Ferhad Pîrbal (1961)’ın, sağ ayağını tatbikatta/kışlada unutan bir askerin öyküsünü anlattığı Firari’si, çarpıcı konusuyla bile ilgi çekici. Postmodern bir tarzla, kirli savaş oyunlarının kurbanı bir asker üzerinden kurgulamış öyküsünü. Kendisini kaybettikten sonra bir şekilde Hewlêr’e kadar kaçmayı başaran kayıp ayağına gönderdiği mektupta içinde bulunduğu durumu/oyunu(!) şöyle anlatıyor:
“Sevgili ayağım!
Bağışla beni, çok yorgunum. İyice biliyor olmalısın ki ben geleceğimden, yaşamımdan sıyrılmaya çalışıyorum, onlardan kaçıyorum. Kendimden kaçıyorum yani. Artık hiçbir beceri ve başarı gösterebilme cesaretini kendimde bulamıyorum. Yaşamın güzelliğinden hiç tat alamıyorum... Ben ve torunlarım, bir grup talihsiz ve kıyılmış genç idik. Bizler çağımızın kurbanı olduk! Kirli savaşların kurbanı olduk. Bugün işbaşında olan diktatörlerin, meşru başkanların emellerine alet edildik. Çok yorgunum, çok… çok… bitkinim...”

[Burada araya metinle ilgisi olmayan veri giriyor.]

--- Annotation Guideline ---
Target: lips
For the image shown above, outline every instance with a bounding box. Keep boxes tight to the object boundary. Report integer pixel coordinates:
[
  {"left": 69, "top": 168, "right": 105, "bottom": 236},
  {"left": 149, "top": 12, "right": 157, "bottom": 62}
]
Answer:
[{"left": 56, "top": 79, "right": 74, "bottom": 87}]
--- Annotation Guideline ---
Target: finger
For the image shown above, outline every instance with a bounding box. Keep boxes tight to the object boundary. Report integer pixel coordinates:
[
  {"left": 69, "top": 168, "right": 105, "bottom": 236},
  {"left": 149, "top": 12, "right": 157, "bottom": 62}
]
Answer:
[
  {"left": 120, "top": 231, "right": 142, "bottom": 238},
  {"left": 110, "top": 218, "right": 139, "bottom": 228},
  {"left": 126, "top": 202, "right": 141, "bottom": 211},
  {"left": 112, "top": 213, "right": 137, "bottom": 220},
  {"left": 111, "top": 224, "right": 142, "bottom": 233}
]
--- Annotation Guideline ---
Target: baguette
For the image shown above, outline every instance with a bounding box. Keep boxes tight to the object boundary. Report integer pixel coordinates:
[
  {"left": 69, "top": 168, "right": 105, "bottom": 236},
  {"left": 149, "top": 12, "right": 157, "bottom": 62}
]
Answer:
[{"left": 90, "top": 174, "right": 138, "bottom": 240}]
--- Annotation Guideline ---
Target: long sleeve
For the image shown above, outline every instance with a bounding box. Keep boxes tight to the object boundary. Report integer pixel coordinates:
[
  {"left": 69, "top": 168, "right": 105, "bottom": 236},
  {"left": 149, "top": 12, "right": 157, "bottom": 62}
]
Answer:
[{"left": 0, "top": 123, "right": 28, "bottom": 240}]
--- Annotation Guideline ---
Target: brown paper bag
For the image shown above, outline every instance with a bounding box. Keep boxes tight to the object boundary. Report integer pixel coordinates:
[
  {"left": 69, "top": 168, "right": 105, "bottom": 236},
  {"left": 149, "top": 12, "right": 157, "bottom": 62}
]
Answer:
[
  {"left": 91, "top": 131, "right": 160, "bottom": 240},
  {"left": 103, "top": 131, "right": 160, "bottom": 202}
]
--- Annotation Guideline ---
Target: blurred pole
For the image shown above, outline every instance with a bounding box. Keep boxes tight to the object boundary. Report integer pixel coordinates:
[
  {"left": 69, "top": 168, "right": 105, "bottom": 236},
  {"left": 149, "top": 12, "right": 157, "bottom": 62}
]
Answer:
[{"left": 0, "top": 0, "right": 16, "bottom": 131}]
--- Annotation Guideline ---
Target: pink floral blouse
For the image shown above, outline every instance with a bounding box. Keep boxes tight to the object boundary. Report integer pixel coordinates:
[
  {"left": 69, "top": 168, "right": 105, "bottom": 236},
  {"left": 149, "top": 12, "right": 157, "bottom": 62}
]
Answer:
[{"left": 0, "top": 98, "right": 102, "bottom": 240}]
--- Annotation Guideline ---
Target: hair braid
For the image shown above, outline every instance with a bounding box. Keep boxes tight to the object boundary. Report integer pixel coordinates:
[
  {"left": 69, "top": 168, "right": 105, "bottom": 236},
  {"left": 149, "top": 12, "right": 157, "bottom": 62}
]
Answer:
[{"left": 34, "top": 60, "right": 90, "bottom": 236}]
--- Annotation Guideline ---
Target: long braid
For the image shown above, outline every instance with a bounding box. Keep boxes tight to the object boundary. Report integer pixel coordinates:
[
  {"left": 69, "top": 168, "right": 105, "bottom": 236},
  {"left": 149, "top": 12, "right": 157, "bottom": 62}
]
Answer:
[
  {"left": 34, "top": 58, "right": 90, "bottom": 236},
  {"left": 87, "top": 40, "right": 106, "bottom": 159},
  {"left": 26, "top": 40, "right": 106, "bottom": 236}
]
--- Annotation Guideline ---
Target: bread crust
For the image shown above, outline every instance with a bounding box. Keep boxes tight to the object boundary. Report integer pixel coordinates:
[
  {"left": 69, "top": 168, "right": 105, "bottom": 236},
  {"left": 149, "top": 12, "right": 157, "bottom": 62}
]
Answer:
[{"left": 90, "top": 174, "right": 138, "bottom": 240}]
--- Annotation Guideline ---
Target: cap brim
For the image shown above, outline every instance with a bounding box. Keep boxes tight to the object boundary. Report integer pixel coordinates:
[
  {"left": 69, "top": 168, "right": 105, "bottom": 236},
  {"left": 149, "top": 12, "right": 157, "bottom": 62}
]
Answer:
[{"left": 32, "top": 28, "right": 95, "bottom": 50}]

Pîrbal, öyküde anlatım biçimine getirdiği yeniliklerle de tanınıyor.
   
Modern bir çıkış ve güçlü bir başlangıç özelliği taşıyan Hawar ekolünün (bu dergide yaklaşık 70 öykü yayımlanmış) önemli isimlerinden de örnek öyküler yer alıyor eserde. Kürt öykücülüğünün öncülerinden Celadet Alî Bedîrxan’ın Li Ber Tevna Mehfûrê (Kilim Dokuma Tezgâhında) adlı öyküsü yazılmış ilk Kürtçe öykülerden sayılır. Bu öyküyü, arkadaşlarımızın büyük özverisiyle, “Hawar” için özel olarak hazırlamış oldukları dosyadan okuyabilirsiniz. Öyküyü halk eğitiminde bir araç olarak görmüş Kamran Bedîrxan “Yazar” adlı öyküsüyle ve Nûredin Zaza, bu topraklardaki kadınlar için bilindik bir yarayı işlediği "Gulê" öyküsüyle yer alıyor Antoloji’de.
   
Yeni Öyküler Yeni Öykücüler
 
Antoloji’de yeterli olgunluğa sahip olamayan, dar kalıplardan kurtulamamış öyküler de var; biraz da oldum olası yasaklı bir dilde yazmanın verdiği sorumlulukla, siyasal bir dille yazılmış öyküler de. Çoğunlukla bir edebiyat dilinin yaratıldığını söyleyebiliriz. Kürt edebiyatının serpilip gelişmesini sağlayacak öykücüler, yazınsal değeri yüksek ürünler ortaya koyabilme sürecinde pek zorlanmayacaklar.
   
Kürt Öykü Antolojisi, Kürt öykü sanatını tanımak adına kaçırılmayacak bir çalışma. Hem Kürt edebiyatının klasiklerini hem de modern örneklerini bir arada sunması okuyucu için büyük zenginlik. Kürt Öykücüler; sesi, tınısı, rengi, kokusu çok yabancı olmayan ama yeni öyküler kaleme alıyorlar. Bunun yanında evrensel anlamda öykü yazabilme sorumluluğunu da taşıyorlar. Öyküyü özgün kılma çabaları sonucu daha başarılı ürünler ortaya koyacaklar ve kuşkusuz modern, çağdaş Kürt edebiyatının varlığını güçlendireceklerdir.
 
Son olarak, Kürt Öykü Antolojisi’ni incelerken yer verdiğim öznel yargılarımın yanında eserle ilgili eleştiri yazılarından da yararlandığımı belirtmek isterim. Yukarıda adını anamadığım, Kürt öykücülüğüne ve Kürt edebiyatına emek veren herkese teşekkürü bir borç biliyorum.